The Washington Redhawks was a culture jam created by a group of Native Americans to draw attention to the Washington Redskins name controversy. In 2020, the team retired the Redskins branding amidst the removal of many names and images as part of the George Floyd protests. The football team was later renamed the Washington Commanders in 2022.

Action
On December 13, 2017, a Native American group, Rising Hearts, created several authentic-appearing websites and a Twitter campaign, that seemed to announce that the Washington Redskins had agreed to change its name to the Washington Redhawks for the 2018 season. The sites included one for the team, and for several news outlets: The Washington Post, ESPN, Sports Illustrated and the Bleacher Report. After an initial period, a disclaimer was posted on each spoofed page with a link to a press release explaining the group's action.

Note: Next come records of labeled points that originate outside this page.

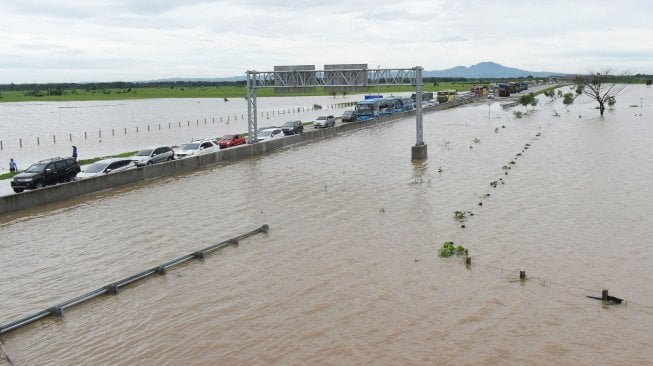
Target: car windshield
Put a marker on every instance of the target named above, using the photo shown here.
(95, 168)
(35, 168)
(191, 146)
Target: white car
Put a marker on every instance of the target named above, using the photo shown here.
(153, 155)
(197, 147)
(106, 166)
(269, 134)
(324, 121)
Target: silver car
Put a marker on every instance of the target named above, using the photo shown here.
(153, 155)
(197, 147)
(106, 166)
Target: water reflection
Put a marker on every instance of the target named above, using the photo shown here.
(351, 275)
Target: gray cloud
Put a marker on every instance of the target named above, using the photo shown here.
(203, 38)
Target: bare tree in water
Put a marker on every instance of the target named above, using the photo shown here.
(602, 87)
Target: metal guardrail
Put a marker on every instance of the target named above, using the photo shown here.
(114, 287)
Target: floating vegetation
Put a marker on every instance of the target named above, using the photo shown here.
(448, 249)
(462, 215)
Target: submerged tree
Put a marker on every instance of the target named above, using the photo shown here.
(568, 99)
(527, 99)
(602, 87)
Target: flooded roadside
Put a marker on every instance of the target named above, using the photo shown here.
(349, 273)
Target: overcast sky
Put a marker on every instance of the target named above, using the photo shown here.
(131, 40)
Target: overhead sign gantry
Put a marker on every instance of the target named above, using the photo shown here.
(336, 78)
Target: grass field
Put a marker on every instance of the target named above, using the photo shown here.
(199, 92)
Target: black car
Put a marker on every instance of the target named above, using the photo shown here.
(349, 116)
(44, 173)
(292, 127)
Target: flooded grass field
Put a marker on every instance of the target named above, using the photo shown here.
(349, 272)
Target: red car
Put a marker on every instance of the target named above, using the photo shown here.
(231, 141)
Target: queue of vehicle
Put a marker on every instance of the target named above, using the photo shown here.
(60, 170)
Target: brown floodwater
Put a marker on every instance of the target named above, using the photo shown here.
(349, 272)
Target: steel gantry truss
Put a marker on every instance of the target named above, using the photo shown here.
(332, 78)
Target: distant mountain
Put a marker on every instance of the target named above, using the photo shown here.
(486, 70)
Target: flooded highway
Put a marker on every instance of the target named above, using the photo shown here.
(349, 272)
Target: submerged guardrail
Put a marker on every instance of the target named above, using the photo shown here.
(114, 287)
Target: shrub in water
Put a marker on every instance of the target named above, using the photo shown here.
(448, 249)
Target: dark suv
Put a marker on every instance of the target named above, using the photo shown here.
(292, 127)
(44, 173)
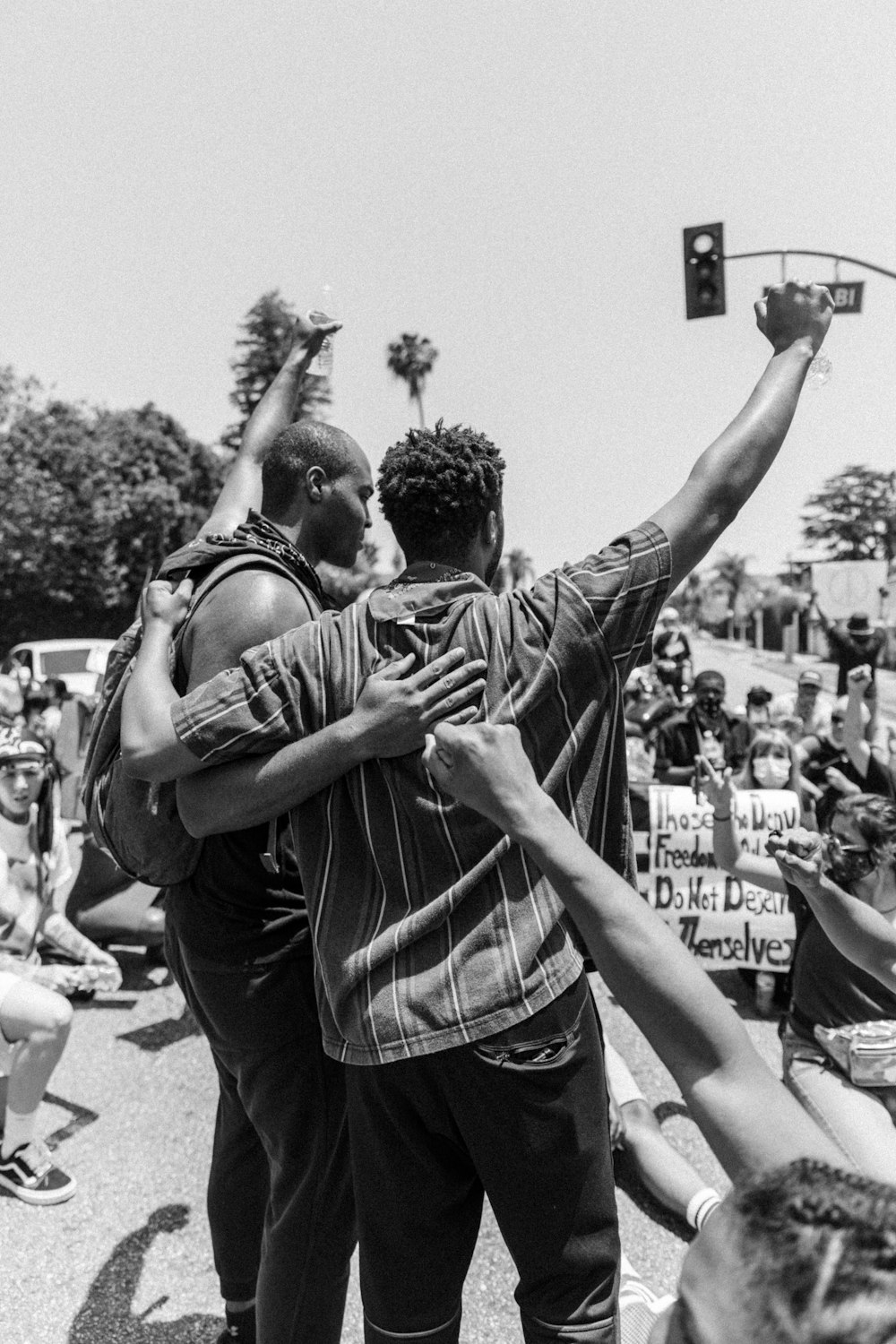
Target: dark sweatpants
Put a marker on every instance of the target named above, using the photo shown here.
(521, 1116)
(280, 1193)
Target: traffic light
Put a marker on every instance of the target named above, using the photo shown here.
(704, 271)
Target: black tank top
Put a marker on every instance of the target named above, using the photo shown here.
(831, 991)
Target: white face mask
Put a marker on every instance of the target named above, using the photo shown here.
(771, 771)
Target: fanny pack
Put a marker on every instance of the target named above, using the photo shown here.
(866, 1051)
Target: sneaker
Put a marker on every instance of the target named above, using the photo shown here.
(29, 1172)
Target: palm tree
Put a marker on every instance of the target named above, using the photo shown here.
(731, 572)
(411, 359)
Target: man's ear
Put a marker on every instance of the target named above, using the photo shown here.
(316, 481)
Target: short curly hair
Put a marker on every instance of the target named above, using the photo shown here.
(818, 1249)
(437, 486)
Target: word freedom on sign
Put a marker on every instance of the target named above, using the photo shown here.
(721, 919)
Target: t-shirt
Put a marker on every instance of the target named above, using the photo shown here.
(22, 900)
(430, 927)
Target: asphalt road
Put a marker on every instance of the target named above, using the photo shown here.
(131, 1110)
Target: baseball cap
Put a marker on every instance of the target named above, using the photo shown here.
(19, 746)
(707, 679)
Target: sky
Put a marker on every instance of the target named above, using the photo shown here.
(509, 179)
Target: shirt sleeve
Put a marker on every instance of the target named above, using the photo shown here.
(625, 585)
(257, 707)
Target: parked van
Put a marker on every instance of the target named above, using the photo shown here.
(80, 663)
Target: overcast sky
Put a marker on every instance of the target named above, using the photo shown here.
(509, 179)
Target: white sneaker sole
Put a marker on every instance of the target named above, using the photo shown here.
(39, 1196)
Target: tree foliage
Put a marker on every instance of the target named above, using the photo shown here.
(93, 502)
(261, 351)
(411, 359)
(853, 515)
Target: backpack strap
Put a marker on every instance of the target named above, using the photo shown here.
(223, 570)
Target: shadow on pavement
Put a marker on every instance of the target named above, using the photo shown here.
(156, 1035)
(108, 1312)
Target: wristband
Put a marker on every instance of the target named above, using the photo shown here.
(702, 1206)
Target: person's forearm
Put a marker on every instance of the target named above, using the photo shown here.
(857, 930)
(745, 1116)
(857, 749)
(150, 746)
(731, 468)
(245, 793)
(274, 413)
(64, 935)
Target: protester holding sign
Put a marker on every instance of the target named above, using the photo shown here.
(845, 962)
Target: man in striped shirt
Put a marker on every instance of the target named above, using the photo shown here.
(446, 968)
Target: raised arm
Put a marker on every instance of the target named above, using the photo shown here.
(723, 797)
(857, 749)
(745, 1113)
(794, 317)
(274, 413)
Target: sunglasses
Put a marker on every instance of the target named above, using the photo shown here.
(31, 769)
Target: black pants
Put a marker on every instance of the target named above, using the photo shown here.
(521, 1117)
(280, 1193)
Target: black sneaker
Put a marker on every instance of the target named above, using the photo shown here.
(29, 1172)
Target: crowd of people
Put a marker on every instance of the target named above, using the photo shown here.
(417, 838)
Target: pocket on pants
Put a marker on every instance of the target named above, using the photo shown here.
(541, 1042)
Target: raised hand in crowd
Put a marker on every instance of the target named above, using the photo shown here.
(276, 410)
(718, 787)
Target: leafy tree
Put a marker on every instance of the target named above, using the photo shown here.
(411, 359)
(853, 515)
(96, 499)
(261, 352)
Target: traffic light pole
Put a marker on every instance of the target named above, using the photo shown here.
(804, 252)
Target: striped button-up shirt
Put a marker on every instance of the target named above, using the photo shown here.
(430, 929)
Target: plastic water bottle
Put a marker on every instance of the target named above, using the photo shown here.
(325, 309)
(764, 992)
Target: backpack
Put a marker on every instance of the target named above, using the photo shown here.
(134, 822)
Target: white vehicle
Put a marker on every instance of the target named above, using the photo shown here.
(80, 663)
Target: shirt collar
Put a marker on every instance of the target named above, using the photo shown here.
(410, 602)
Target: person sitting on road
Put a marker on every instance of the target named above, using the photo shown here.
(844, 957)
(799, 1252)
(635, 1131)
(806, 703)
(34, 1019)
(705, 728)
(672, 652)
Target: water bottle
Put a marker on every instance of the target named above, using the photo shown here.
(325, 309)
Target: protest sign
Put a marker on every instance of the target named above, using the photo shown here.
(723, 921)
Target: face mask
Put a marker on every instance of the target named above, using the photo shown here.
(845, 865)
(771, 771)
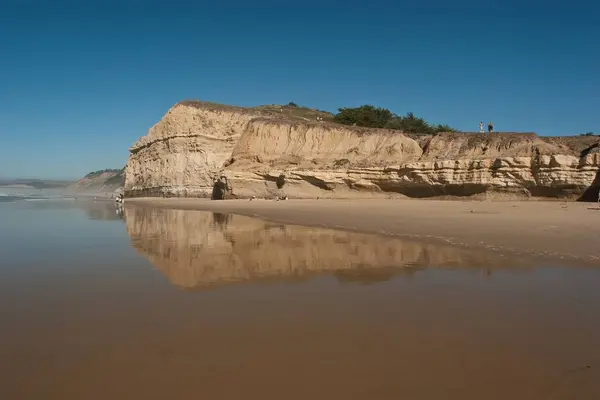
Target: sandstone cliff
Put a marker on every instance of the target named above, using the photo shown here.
(195, 249)
(196, 142)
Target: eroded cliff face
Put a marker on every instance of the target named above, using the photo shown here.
(195, 142)
(196, 249)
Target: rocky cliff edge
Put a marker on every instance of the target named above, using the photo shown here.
(267, 151)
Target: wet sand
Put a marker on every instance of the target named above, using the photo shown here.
(152, 303)
(564, 232)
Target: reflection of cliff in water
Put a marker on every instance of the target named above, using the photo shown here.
(197, 249)
(102, 210)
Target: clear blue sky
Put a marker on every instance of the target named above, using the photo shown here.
(81, 81)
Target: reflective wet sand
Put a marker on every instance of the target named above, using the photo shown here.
(188, 304)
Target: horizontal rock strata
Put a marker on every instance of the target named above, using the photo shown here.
(195, 143)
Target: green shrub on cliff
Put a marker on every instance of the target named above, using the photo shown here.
(377, 117)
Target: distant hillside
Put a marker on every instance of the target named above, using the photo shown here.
(35, 183)
(106, 180)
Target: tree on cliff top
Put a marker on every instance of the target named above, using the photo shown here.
(367, 115)
(377, 117)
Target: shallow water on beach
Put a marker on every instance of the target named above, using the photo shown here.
(137, 303)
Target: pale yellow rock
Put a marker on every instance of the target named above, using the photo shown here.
(195, 142)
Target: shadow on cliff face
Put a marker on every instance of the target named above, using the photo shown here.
(196, 249)
(591, 193)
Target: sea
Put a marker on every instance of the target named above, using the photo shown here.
(107, 301)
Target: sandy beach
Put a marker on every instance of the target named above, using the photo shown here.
(565, 232)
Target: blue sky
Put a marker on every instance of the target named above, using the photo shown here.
(81, 81)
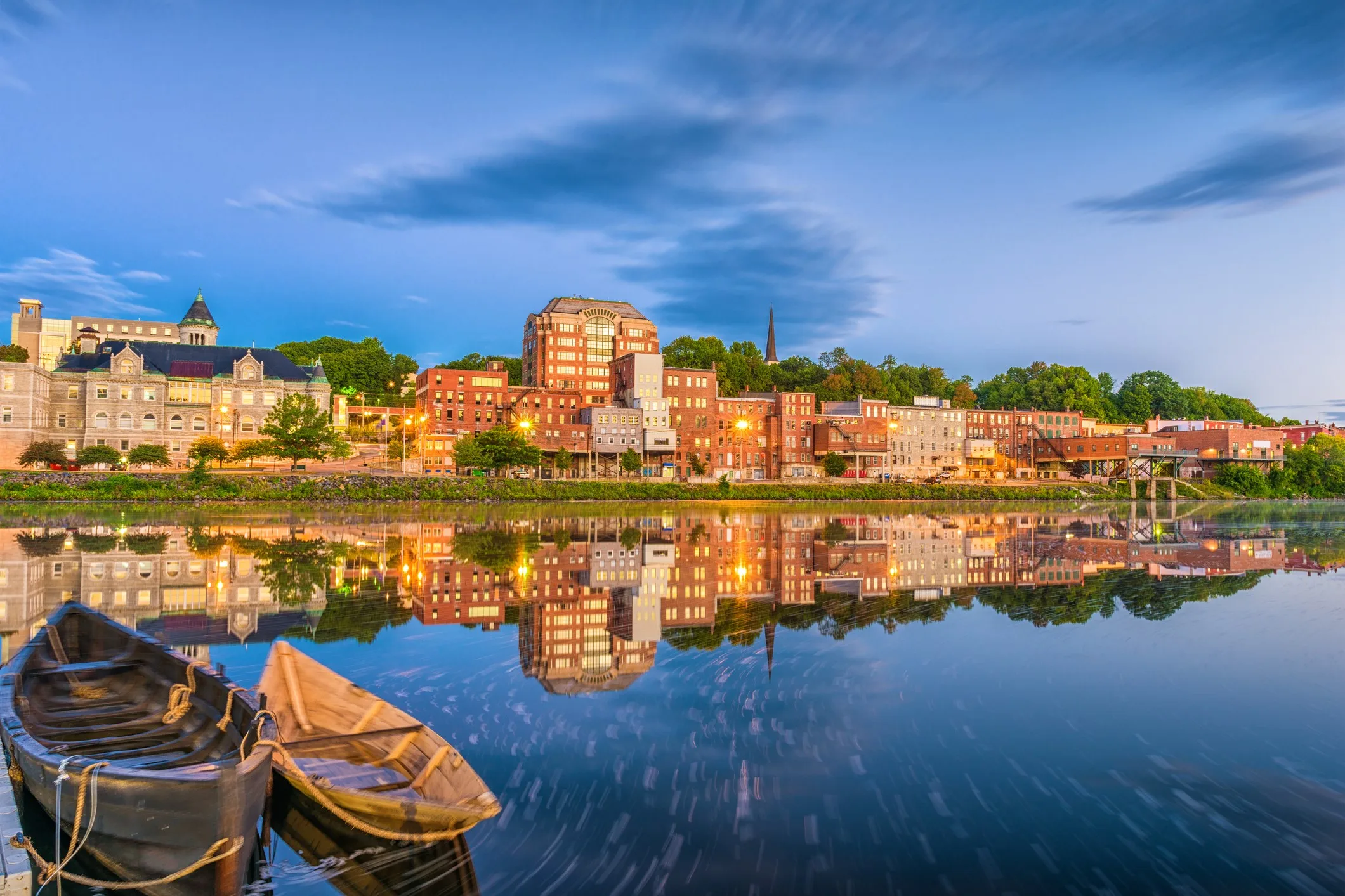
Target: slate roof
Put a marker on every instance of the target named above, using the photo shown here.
(200, 360)
(198, 313)
(572, 305)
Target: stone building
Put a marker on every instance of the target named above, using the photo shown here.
(124, 393)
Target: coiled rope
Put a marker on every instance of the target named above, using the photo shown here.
(358, 824)
(180, 696)
(49, 871)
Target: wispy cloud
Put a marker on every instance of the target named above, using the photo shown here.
(143, 276)
(1259, 171)
(662, 176)
(72, 282)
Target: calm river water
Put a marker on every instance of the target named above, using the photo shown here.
(785, 699)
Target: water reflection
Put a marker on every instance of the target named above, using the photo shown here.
(647, 691)
(592, 595)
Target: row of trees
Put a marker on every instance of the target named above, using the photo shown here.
(837, 377)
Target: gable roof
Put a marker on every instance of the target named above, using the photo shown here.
(197, 361)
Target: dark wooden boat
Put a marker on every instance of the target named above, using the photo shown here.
(86, 691)
(357, 864)
(376, 765)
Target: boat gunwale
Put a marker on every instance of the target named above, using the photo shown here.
(20, 741)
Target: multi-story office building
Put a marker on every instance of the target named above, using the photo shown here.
(124, 393)
(858, 432)
(50, 337)
(570, 342)
(927, 438)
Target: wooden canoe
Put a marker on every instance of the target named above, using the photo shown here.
(357, 864)
(388, 770)
(85, 691)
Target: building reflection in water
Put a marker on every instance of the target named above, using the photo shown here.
(592, 597)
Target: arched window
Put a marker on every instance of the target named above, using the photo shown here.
(600, 335)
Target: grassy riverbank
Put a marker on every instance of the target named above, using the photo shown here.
(342, 488)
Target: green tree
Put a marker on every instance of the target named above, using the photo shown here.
(150, 455)
(43, 455)
(209, 448)
(252, 450)
(96, 456)
(299, 429)
(502, 449)
(833, 464)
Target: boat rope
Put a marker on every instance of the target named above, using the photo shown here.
(46, 871)
(180, 696)
(229, 707)
(374, 831)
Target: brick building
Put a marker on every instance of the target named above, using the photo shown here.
(569, 344)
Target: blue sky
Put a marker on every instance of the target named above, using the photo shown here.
(1125, 186)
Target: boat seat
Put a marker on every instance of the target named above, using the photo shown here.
(338, 773)
(107, 666)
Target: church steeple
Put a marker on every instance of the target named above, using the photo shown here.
(770, 341)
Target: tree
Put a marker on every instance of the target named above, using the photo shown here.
(299, 429)
(209, 448)
(833, 464)
(364, 367)
(252, 450)
(150, 455)
(43, 455)
(502, 449)
(97, 455)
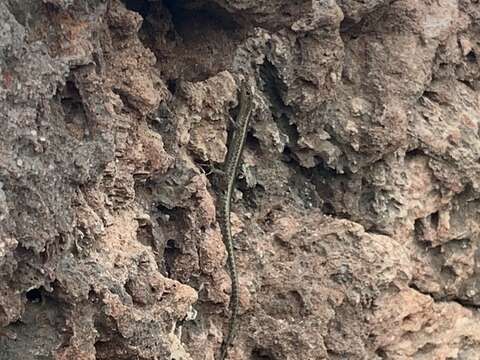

The organizers describe their tactic as culture jamming, and state that their intention is to stimulate debate that will eventually lead to an actual name change. Rather than presenting the continued hostility of the debate, their action provided an opportunity for change advocates to write about the positive responses and outcomes that would follow the change.

Rising Hearts Coalition included Rebecca Nagle (Cherokee Nation), Sebastian Medina-Tayac (Piscataway), Valarie Marie Proctor (Cedarville Band of Piscataway), Jair Carrasco, (Aymara), Lindsay Rodriguez (Cheyenne Arapaho), Jordan Marie Daniel (Kul Wicasa Oyate) and Nick Courtney (Makah).

Response
The Washington Redskins posted a message on their own web site stating: "This morning, the Redskins organization was made aware of fraudulent websites about our team name. The name of the team is the Washington Redskins and will remain that for the future."

At a news conference the following day the organizers of Rising Hearts stated that their effort was satire or parody, and were surprised that the Redskins issued a statement denying any plans to change, as if it were serious, or "fake news".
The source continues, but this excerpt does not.